*. Based on “a book” by Dashiell Hammett. That’s cold.
*. It is, of course, based on The Maltese Falcon, though it’s a very free adaptation. I guess Warner Bros. just figured that since they already had the rights to The Maltese Falcon they could film it again under a different title giving the characters different names and nobody would be any the wiser.
*. But why this title? Earlier drafts went with The Man in the Black Hat and Men on Her Mind, neither of which seem to have much relation to what’s going on. But what does Satan Met a Lady refer to? I assume the lady is Valerie Purvis (Bette Davis), but then who is Satan? Detective Ted Shane (Warren William)?
*. Bette Davis thought the film crap (or “junk,” to quote her directly) and wasn’t going to do it, but she needed the money. That’s not really an auspicious way to get started.
*. Again we are forced into making comparisons, though given the changes they made there isn’t the same sense of seeing a diminished thing as when putting the 1931 version of The Maltese Falcon alongside John Huston’s 1941 classic. This is a different film.
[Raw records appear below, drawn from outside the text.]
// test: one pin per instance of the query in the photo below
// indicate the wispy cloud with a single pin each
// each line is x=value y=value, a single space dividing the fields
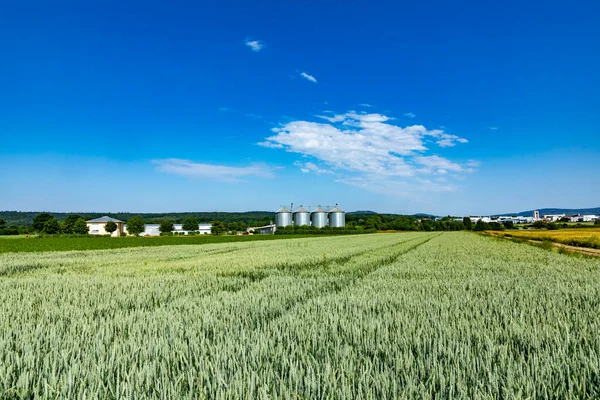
x=312 y=167
x=308 y=77
x=212 y=171
x=370 y=149
x=255 y=45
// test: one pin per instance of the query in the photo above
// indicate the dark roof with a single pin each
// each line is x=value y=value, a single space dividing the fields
x=104 y=219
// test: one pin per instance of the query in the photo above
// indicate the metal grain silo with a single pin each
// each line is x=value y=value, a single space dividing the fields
x=337 y=217
x=301 y=217
x=318 y=217
x=283 y=217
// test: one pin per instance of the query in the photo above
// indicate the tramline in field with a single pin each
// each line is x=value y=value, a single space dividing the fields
x=416 y=315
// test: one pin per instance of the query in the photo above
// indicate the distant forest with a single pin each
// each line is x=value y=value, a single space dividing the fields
x=250 y=218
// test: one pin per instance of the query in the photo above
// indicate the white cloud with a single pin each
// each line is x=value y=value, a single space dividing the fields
x=312 y=167
x=371 y=151
x=308 y=77
x=436 y=162
x=211 y=171
x=255 y=45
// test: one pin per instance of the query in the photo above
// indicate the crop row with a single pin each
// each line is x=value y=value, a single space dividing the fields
x=418 y=315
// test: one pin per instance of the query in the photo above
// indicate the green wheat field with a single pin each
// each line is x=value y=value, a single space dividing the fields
x=381 y=316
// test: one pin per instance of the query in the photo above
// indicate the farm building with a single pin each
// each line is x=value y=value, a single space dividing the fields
x=318 y=217
x=152 y=229
x=96 y=226
x=553 y=217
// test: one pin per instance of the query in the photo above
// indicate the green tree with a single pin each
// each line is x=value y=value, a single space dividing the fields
x=136 y=225
x=167 y=226
x=468 y=224
x=69 y=223
x=110 y=227
x=51 y=226
x=80 y=227
x=40 y=220
x=480 y=226
x=218 y=228
x=190 y=224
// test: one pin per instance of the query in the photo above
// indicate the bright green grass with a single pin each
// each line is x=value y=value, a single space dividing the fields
x=408 y=315
x=35 y=244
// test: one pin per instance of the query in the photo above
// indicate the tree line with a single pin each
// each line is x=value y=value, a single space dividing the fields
x=46 y=223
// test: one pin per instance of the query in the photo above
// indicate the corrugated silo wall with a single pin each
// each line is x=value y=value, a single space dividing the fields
x=319 y=219
x=337 y=219
x=301 y=218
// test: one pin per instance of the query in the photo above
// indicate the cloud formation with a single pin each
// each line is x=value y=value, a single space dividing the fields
x=211 y=171
x=255 y=45
x=308 y=77
x=312 y=167
x=371 y=149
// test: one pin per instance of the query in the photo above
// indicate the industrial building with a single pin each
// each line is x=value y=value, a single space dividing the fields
x=97 y=227
x=319 y=217
x=152 y=229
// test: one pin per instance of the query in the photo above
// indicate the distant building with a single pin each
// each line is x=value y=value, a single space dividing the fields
x=152 y=229
x=97 y=226
x=553 y=217
x=583 y=218
x=263 y=230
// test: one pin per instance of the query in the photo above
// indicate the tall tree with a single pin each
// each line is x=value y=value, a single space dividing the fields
x=51 y=226
x=190 y=224
x=468 y=223
x=40 y=220
x=218 y=228
x=80 y=227
x=136 y=225
x=110 y=227
x=166 y=226
x=69 y=223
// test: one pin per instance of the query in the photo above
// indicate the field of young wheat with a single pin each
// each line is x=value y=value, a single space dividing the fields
x=407 y=315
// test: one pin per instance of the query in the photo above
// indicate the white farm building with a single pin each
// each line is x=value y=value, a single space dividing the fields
x=96 y=226
x=152 y=229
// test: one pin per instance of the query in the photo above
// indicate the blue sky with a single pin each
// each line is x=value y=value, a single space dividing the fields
x=437 y=107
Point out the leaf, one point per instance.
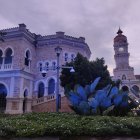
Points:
(114, 91)
(108, 110)
(106, 102)
(118, 99)
(74, 99)
(94, 84)
(81, 92)
(84, 108)
(134, 92)
(100, 95)
(93, 103)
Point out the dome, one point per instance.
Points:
(120, 37)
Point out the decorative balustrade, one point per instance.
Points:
(5, 67)
(44, 99)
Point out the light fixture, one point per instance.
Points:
(72, 70)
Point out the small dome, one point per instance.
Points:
(120, 37)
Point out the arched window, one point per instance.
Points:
(54, 65)
(47, 66)
(1, 59)
(123, 77)
(3, 94)
(27, 58)
(41, 90)
(72, 57)
(8, 56)
(51, 86)
(66, 57)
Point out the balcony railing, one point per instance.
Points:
(5, 67)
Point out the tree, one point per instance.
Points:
(85, 73)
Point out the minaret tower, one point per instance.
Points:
(122, 71)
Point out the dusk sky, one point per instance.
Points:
(96, 20)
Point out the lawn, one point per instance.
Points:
(62, 124)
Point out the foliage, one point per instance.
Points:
(85, 72)
(107, 101)
(62, 124)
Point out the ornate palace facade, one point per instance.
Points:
(23, 55)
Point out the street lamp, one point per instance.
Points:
(58, 51)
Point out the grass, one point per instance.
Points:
(62, 124)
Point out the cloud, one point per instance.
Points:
(96, 20)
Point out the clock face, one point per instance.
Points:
(121, 49)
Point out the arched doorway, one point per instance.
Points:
(41, 88)
(3, 94)
(25, 101)
(51, 86)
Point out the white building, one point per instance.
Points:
(123, 70)
(23, 55)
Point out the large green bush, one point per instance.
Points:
(61, 124)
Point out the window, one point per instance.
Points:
(51, 86)
(3, 94)
(47, 66)
(54, 65)
(8, 56)
(41, 90)
(66, 57)
(27, 58)
(1, 59)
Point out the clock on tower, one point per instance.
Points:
(122, 71)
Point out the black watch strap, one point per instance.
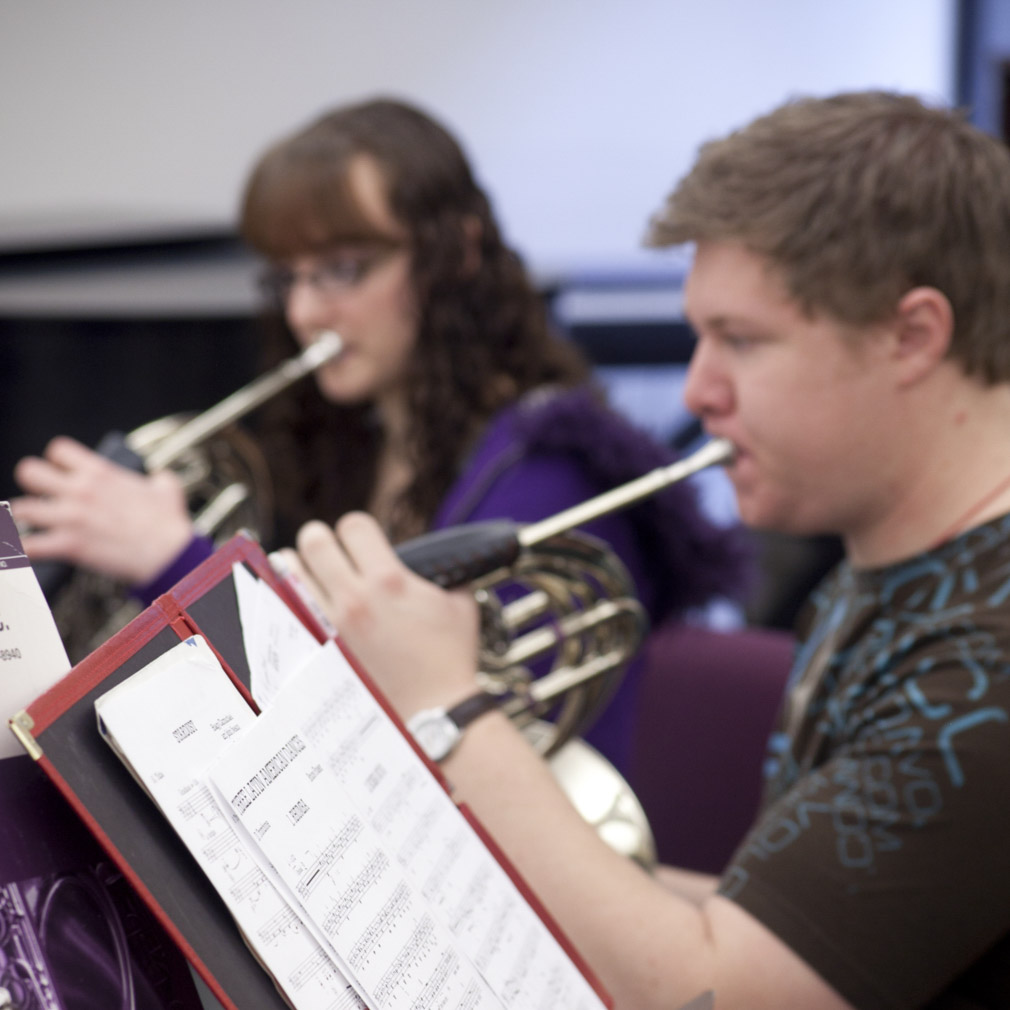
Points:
(464, 713)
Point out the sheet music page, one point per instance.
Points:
(169, 721)
(32, 657)
(400, 815)
(310, 830)
(276, 640)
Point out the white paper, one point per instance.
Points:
(170, 720)
(32, 657)
(362, 776)
(310, 830)
(277, 643)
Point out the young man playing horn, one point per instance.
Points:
(850, 294)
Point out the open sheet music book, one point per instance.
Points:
(334, 844)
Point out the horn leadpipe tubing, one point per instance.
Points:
(201, 427)
(718, 450)
(459, 554)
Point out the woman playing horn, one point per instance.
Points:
(450, 402)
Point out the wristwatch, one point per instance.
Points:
(438, 730)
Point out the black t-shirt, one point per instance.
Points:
(882, 854)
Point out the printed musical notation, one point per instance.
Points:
(141, 719)
(341, 855)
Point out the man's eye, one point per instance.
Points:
(737, 341)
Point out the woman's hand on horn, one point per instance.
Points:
(87, 510)
(418, 641)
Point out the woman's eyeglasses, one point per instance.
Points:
(331, 276)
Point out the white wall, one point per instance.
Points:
(579, 114)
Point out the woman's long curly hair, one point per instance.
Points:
(483, 335)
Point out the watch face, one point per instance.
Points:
(436, 733)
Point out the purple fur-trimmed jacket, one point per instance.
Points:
(556, 448)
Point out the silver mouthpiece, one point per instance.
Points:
(201, 427)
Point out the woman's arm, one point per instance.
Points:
(87, 510)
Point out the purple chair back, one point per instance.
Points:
(707, 702)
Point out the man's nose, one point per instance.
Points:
(707, 389)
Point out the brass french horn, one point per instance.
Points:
(227, 487)
(560, 617)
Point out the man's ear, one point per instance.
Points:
(923, 327)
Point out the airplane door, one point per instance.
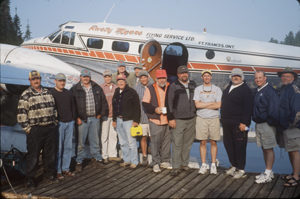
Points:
(151, 56)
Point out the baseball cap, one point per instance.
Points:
(85, 73)
(121, 63)
(143, 73)
(182, 69)
(33, 74)
(161, 73)
(237, 72)
(121, 77)
(60, 76)
(206, 71)
(107, 73)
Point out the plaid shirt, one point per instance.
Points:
(90, 102)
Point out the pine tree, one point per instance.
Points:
(17, 29)
(27, 35)
(6, 25)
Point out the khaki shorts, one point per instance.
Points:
(291, 138)
(146, 129)
(207, 128)
(265, 135)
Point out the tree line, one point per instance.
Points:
(10, 27)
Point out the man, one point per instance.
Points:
(66, 116)
(266, 115)
(236, 111)
(126, 114)
(38, 117)
(289, 120)
(140, 89)
(208, 102)
(91, 105)
(181, 112)
(108, 135)
(154, 104)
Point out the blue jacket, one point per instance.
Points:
(266, 106)
(289, 107)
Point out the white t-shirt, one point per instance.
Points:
(208, 94)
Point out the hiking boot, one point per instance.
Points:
(133, 166)
(124, 164)
(213, 169)
(231, 171)
(264, 178)
(78, 167)
(145, 161)
(59, 176)
(239, 174)
(166, 165)
(156, 168)
(204, 168)
(262, 174)
(115, 159)
(175, 172)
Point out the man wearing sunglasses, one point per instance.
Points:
(37, 115)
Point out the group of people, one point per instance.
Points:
(171, 116)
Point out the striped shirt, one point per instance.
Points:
(90, 102)
(36, 109)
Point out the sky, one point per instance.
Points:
(248, 19)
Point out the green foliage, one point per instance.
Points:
(10, 29)
(290, 39)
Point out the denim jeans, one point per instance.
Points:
(64, 155)
(127, 142)
(90, 130)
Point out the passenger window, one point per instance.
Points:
(174, 50)
(95, 43)
(57, 39)
(72, 38)
(120, 46)
(65, 37)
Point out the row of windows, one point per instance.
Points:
(67, 37)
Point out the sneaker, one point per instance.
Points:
(231, 171)
(115, 159)
(204, 168)
(133, 166)
(59, 176)
(156, 168)
(262, 174)
(175, 172)
(78, 167)
(213, 169)
(145, 161)
(166, 165)
(264, 178)
(239, 174)
(124, 164)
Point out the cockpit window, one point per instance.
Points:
(174, 50)
(53, 35)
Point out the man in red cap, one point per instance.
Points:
(154, 105)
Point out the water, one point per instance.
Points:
(254, 162)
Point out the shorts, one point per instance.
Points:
(291, 138)
(146, 129)
(265, 135)
(207, 128)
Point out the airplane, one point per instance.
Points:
(16, 63)
(99, 46)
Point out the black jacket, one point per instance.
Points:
(126, 104)
(237, 105)
(179, 106)
(80, 100)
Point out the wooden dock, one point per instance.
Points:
(113, 181)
*. Most of the changes are cosmetic. Instead of a Maltese falcon we’re chasing after the legendary horn of Roland, which is an artefact made of ivory and supposedly filled with precious gems. The Gutman character is now a tough old dame and Wilmer the gunsel is her babyish adult son (who is always just about to tell Shane somethin’). Joel Cairo is a proper English fellow. And the femme fatale is Bette.
*. The biggest shift, however, has to do with tone. This has always been difficult for filmmakers to get right. Only Bogart has managed to project the sense of wry cynicism and physical threat that Sam Spade needs. In the 1931 film Ricard Cortez was a bit too leering, while here Warren William seems to be auditioning for William Powell’s role in The Thin Man (a successful franchise in the mid-’30s).
*. It’s all very lighthearted and farcical, which doesn’t really fit with much of what’s going on. The cuckolding and murder of Shane’s partner, for example, is treated as a laugh. Which, when you think about it, is remarkable.
*. And I don’t mean remarkable in a good way. I mean a misfire, to the point where I’m not even sure what target they were trying to hit. There are a few things to enjoy here, like the big baby Kenny playing at being a gunman, and Bette Davis nearly succeeding in not embarassing herself, but overall this is a mess that doesn’t play well five years after the first Maltese Falcon and seems totally misguided in light of what we’d be getting next.